On this day, Romulus became Rome’s first King in 753 BC. Romulus was the son of Aeneas and Latinus, the founder of the kingdom of Latium. The legend of Romulus is a combination of myths and facts. He and his twin brother, Remus, were left by a riverside near Palatine Hill after their mother was taken prisoner. The siblings were supposed to be tossed into the river, but servants took pity on them and disobeyed orders.
A she-wolf discovered the abandoned twins, and suckled and sheltered them in a cave until they were found by a shepherd. The shepherd and his wife raised them until manhood. Everything went well until the boy’s true identity was revealed. They took revenge and returned to the hillside where they were raised to erect a new city. A fight broke out, and Romulus killed his brother Remus (or so goes one version of the story).

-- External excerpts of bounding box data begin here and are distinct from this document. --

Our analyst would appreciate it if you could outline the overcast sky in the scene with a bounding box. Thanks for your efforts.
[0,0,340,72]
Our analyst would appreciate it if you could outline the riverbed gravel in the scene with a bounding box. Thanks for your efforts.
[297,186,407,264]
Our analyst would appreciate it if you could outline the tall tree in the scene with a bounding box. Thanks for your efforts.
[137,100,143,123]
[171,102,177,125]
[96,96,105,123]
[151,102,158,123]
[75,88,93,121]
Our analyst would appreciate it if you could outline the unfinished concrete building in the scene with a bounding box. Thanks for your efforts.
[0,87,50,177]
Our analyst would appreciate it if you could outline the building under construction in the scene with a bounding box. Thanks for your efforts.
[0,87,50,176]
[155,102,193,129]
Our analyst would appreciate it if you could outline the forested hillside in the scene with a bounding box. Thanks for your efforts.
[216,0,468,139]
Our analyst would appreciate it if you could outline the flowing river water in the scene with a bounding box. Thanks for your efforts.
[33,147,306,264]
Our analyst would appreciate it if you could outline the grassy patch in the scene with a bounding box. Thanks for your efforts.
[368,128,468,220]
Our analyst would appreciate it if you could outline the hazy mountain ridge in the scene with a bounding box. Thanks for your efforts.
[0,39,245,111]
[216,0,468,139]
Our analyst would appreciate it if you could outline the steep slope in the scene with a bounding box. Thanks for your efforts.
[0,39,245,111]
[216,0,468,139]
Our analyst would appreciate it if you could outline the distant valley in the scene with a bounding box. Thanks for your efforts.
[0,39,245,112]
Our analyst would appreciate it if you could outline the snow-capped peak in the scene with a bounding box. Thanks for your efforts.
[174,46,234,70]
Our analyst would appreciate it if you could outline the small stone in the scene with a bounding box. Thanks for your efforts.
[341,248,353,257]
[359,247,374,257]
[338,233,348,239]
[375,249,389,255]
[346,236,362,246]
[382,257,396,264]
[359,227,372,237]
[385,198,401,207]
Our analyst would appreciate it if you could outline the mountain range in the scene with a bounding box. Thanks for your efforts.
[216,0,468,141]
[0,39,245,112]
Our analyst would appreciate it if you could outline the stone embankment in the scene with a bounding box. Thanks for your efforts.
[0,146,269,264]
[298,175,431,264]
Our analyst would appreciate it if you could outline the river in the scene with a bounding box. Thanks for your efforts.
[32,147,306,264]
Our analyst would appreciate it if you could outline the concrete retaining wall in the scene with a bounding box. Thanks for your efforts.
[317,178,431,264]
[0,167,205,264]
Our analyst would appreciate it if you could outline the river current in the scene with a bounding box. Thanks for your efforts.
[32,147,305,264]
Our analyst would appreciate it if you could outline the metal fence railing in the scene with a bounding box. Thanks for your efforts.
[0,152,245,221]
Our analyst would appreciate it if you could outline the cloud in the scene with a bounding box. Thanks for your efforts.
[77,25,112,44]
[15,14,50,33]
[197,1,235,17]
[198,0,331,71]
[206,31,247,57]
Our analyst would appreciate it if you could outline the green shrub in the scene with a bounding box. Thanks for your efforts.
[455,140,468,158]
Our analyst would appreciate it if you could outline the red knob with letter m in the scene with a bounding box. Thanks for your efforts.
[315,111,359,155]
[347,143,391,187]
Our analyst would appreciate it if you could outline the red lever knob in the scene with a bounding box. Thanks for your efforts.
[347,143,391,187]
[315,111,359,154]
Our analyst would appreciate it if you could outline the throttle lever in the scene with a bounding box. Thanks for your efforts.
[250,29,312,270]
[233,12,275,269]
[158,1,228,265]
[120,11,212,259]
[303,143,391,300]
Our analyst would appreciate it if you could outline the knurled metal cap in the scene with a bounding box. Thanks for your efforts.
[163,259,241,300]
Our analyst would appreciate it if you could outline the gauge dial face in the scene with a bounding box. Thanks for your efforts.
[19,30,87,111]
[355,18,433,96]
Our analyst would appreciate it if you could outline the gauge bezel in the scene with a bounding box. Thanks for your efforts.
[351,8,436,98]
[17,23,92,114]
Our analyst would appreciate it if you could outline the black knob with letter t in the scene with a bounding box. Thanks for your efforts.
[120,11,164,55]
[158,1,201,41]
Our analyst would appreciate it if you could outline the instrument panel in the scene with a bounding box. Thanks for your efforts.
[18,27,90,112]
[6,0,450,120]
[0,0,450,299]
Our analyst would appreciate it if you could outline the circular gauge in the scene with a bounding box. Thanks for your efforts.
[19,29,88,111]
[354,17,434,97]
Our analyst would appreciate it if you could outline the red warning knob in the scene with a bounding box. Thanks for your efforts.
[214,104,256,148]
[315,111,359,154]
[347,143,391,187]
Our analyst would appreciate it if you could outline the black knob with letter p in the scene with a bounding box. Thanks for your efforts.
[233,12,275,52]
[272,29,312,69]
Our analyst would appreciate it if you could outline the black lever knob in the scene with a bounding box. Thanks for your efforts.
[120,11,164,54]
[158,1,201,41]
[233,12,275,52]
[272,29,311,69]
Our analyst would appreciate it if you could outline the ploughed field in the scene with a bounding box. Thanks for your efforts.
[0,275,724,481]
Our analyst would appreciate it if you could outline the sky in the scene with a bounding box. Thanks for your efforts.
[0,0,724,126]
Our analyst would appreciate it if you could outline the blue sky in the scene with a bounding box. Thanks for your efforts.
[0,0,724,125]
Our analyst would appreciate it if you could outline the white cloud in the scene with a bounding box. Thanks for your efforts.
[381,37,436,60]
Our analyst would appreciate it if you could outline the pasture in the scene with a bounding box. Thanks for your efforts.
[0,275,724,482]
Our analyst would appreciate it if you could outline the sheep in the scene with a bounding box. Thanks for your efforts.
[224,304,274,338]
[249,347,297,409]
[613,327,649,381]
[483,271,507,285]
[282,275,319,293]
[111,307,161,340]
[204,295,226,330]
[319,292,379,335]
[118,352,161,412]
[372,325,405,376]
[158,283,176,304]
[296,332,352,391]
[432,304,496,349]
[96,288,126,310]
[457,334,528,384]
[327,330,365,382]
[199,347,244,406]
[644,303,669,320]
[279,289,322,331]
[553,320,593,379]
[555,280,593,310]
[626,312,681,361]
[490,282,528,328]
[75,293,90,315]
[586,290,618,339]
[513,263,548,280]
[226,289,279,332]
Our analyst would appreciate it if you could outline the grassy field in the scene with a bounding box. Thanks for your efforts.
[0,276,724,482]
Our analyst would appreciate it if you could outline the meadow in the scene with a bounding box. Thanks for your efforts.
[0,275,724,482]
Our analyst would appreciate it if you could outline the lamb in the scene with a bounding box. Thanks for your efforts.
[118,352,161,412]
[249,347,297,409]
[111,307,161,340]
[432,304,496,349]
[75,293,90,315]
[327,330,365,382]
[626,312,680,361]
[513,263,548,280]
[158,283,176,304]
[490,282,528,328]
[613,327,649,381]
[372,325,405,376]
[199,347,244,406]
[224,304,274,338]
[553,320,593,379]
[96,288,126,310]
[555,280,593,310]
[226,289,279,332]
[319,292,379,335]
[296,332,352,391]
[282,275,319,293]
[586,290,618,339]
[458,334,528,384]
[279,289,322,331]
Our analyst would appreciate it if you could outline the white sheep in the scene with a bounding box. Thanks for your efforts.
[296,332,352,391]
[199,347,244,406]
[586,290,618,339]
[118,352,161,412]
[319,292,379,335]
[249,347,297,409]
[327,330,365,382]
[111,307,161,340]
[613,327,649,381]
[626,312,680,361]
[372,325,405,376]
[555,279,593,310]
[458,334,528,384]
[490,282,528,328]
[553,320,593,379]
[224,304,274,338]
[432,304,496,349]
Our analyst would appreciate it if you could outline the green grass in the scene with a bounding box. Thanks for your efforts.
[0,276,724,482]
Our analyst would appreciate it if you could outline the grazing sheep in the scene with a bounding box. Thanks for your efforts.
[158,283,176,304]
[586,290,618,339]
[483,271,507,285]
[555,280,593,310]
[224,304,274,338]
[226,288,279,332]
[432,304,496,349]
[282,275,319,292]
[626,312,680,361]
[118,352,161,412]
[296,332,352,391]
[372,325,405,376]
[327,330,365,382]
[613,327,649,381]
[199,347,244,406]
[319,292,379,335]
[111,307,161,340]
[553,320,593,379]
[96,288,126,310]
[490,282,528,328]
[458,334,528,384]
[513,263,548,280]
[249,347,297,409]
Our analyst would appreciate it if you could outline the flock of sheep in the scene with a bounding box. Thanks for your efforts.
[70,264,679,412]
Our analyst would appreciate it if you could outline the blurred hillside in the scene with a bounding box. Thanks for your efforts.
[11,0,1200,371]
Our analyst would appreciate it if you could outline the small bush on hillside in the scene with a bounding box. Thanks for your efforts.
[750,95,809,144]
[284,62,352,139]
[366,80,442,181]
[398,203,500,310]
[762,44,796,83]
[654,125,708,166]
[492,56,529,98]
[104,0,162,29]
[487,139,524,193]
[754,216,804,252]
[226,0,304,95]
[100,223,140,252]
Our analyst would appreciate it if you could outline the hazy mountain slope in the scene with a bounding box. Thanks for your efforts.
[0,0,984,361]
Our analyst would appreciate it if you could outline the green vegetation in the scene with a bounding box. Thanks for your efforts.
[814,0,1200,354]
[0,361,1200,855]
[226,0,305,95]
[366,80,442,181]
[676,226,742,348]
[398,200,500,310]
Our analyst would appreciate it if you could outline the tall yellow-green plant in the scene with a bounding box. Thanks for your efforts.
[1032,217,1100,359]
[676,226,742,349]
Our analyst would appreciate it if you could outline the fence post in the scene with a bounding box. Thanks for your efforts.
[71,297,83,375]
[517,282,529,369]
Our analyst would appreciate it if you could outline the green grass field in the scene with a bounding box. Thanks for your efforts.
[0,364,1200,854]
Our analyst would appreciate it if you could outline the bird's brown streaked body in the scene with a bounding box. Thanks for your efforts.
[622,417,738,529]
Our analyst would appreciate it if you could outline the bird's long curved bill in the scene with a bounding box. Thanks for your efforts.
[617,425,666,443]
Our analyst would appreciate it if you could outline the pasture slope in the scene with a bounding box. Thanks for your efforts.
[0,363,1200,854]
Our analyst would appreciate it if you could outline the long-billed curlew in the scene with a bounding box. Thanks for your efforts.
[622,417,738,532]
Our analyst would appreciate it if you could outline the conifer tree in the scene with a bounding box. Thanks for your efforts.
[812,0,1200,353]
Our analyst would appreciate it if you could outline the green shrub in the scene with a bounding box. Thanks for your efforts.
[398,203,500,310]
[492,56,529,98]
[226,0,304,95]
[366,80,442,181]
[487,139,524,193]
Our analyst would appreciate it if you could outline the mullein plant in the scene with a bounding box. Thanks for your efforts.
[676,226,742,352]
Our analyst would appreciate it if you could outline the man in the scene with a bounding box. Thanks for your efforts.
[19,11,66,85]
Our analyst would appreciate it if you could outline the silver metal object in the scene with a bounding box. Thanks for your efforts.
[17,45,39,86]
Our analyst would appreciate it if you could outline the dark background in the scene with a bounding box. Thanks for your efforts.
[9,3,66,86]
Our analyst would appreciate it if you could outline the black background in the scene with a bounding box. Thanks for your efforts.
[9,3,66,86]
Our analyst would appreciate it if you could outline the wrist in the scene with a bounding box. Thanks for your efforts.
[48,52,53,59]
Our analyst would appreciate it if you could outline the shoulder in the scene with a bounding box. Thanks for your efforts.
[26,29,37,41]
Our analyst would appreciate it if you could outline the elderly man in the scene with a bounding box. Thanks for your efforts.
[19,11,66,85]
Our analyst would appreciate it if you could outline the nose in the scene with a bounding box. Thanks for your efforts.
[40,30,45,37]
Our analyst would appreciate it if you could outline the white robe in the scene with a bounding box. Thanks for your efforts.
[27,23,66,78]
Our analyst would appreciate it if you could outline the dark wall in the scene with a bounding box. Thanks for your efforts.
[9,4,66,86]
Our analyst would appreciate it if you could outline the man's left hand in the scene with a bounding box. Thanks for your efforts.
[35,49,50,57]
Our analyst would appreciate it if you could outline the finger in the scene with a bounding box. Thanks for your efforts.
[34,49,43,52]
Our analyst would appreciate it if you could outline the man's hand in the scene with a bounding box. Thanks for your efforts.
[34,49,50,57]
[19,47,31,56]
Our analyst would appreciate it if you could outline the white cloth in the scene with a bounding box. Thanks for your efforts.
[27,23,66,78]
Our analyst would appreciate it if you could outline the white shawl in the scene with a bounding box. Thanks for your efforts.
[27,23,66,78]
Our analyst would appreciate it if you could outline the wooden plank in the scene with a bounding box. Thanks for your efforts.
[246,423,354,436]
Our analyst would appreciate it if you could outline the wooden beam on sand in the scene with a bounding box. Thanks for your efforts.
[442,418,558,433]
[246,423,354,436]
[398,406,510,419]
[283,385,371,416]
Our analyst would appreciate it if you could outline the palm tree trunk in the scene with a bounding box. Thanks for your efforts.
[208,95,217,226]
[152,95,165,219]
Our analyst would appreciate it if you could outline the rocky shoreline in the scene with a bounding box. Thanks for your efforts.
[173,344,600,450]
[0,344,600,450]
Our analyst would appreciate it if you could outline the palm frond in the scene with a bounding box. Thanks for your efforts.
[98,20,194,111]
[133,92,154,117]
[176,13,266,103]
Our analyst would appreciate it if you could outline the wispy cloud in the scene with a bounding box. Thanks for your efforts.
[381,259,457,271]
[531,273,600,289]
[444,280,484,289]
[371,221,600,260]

Romulus continued with the plan to establish a city. To do this was no small feat. After marking out the city’s borders, he needed to fill the inner circle with people. Romulus picked 100 men from the best families, and he formed a government, levied taxes, and even made class distinctions — servants, free men, fugitives seeking protection, prisoners of war were known as “plebs.” Anyone outside that class were called, “patricians.” Romulus reigned as king of his city for 37 years before mysteriously disappearing during a tumultuous storm.